2024-07-25T17:18:45.675335:Processing LC-TIMS-MS data...
2024-07-25T17:18:45.675404:Initializing mzML Writer...
2024-07-25T17:18:46.879515:Initializing controlled vocabularies...
2024-07-25T17:18:47.289197:Writing mzML metadata...
2024-07-25T17:18:47.299814:Writing data to .mzML file /cluster/work/users/ash022/veronica/240605_200ngHelaQC_DDAlong_Slot1-54_1_7643.mzML...
2024-07-25T17:18:47.300075:Calculating number of spectra...
2024-07-25T17:18:47.359149:Parsing and writing Frame 1...
2024-07-25T19:21:57.842307:Renaming mzML file...
2024-07-25T19:21:57.846395:Finished writing to .mzML file /cluster/work/users/ash022/veronica/240605_200ngHelaQC_DDAlong_Slot1-54_1_7643.mzML...

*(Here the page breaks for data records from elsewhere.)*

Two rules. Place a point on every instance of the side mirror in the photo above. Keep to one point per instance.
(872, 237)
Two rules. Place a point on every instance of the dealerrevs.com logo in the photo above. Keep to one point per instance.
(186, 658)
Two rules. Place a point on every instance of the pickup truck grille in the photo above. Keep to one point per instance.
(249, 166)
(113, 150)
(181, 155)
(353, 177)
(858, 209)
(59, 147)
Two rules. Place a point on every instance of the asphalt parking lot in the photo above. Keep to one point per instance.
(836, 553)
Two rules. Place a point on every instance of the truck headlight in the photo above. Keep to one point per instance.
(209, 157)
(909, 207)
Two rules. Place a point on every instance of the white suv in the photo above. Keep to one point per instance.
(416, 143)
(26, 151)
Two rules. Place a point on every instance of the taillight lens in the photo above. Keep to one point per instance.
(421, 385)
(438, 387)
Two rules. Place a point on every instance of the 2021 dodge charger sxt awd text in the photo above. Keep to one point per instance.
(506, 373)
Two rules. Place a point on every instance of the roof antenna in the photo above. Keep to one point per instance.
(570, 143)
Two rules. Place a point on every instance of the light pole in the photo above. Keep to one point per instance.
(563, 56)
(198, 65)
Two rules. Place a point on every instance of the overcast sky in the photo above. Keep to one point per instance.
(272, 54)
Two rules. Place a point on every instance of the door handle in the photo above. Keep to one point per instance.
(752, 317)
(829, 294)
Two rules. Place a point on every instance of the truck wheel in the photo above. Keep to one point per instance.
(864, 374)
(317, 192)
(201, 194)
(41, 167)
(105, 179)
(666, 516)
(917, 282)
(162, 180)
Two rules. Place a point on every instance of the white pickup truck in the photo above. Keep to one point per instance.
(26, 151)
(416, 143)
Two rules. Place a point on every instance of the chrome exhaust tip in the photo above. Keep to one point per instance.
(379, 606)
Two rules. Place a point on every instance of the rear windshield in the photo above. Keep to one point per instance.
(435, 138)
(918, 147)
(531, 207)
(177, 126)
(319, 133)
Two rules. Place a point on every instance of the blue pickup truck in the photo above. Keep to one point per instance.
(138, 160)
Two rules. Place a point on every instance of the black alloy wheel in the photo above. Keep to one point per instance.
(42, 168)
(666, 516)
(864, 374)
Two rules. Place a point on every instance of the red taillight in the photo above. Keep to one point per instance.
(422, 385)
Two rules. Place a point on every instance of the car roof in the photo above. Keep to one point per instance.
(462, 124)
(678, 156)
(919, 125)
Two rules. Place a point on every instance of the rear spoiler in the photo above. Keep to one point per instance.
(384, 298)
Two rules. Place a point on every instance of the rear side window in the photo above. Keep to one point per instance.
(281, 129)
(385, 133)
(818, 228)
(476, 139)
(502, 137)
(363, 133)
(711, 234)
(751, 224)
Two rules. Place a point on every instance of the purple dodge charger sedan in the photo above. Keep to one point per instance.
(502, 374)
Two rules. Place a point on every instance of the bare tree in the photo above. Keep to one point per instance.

even if specified otherwise

timsconvert --chunk_size 5000000000 --verbose /cluster/work/users/ash022/veronica/240605_200ngHelaQC_DDAlong_Slot1-54_1_7643.d
2024-07-18T18:01:02.147979:Initialize Bruker .dll file...
2024-07-18T18:01:03.562431:Loading input data...
2024-07-18T18:01:03.562633:Reading file: /cluster/work/users/ash022/veronica/240605_200ngHelaQC_DDAlong_Slot1-54_1_7643.d
2024-07-18T18:04:02.166074:input: /cluster/work/users/ash022/veronica/240605_200ngHelaQC_DDAlong_Slot1-54_1_7643.d
2024-07-18T18:04:02.166245:outdir: /cluster/work/users/ash022/veronica
2024-07-18T18:04:02.166319:outfile:
2024-07-18T18:04:02.166385:mode: centroid
2024-07-18T18:04:02.166449:compression: zlib
2024-07-18T18:04:02.166529:ms2_only: False
2024-07-18T18:04:02.166610:exclude_mobility: False
2024-07-18T18:04:02.166668:encoding: 64
2024-07-18T18:04:02.166723:barebones_metadata: False
2024-07-18T18:04:02.166779:profile_bins: 0
2024-07-18T18:04:02.166833:maldi_output_file: combined
2024-07-18T18:04:02.166887:maldi_plate_map:
2024-07-18T18:04:02.166941:imzml_mode: processed
2024-07-18T18:04:02.166994:chunk_size: 10000000
2024-07-18T18:04:02.167049:verbose: True
2024-07-18T18:04:02.167103:version: 1.6.5
2024-07-18T18:04:02.167157:infile: /cluster/work/users/ash022/veronica/240605_200ngHelaQC_DDAlong_Slot1-54_1_7643.d
2024-07-18T18:04:02.167215:.tdf file detected...
2024-07-18T18:04:02.167283:Processing LC-TIMS-MS data...
2024-07-18T18:04:02.167346:Initializing mzML Writer...
2024-07-18T18:04:03.407497:Initializing controlled vocabularies...
2024-07-18T18:04:03.834138:Writing mzML metadata...
2024-07-18T18:04:03.843271:Writing data to .mzML file /cluster/work/users/ash022/veronica/240605_200ngHelaQC_DDAlong_Slot1-54_1_7643.mzML...
2024-07-18T18:04:03.843458:Calculating number of spectra...
2024-07-18T18:04:03.893328:Parsing and writing Frame 1...
2024-07-18T19:45:06.929689:Renaming mzML file...
2024-07-18T19:45:06.931902:Finished writing to .mzML file /cluster/work/users/ash022/veronica/240605_200ngHelaQC_DDAlong_Slot1-54_1_7643.mzML...

or based on input, it gets fixed?

gtluu commented 1 month ago

Hi @animesh apologies if the documentation was unclear. Since you are working with LC-MS data, the data is converted to an mzML file. The --imzml_mode parameter is meant for mass spectrometry imaging datasets from the MALDI source on the timsTOF fleX which produces imzML files instead of mzML. Therefore, for your datasets, it makes no difference what you set this parameter to. I will work on updating the documentation to explicitly mention this.

animesh commented 1 month ago

my bad, i though "i" was for ion-mobility 🤪 how is timsconvert dealing with that BTW?

gtluu commented 3 weeks ago

TIMSCONVERT handles ion mobility data by essentially adding a third binary data array for the 1/K0 values. In these mzML/imzML files, the 3 binary data arrays are derived from a long dataframe containing the m/z array, intensity array, and 1/K0 array that are pulled using the TDF-SDK.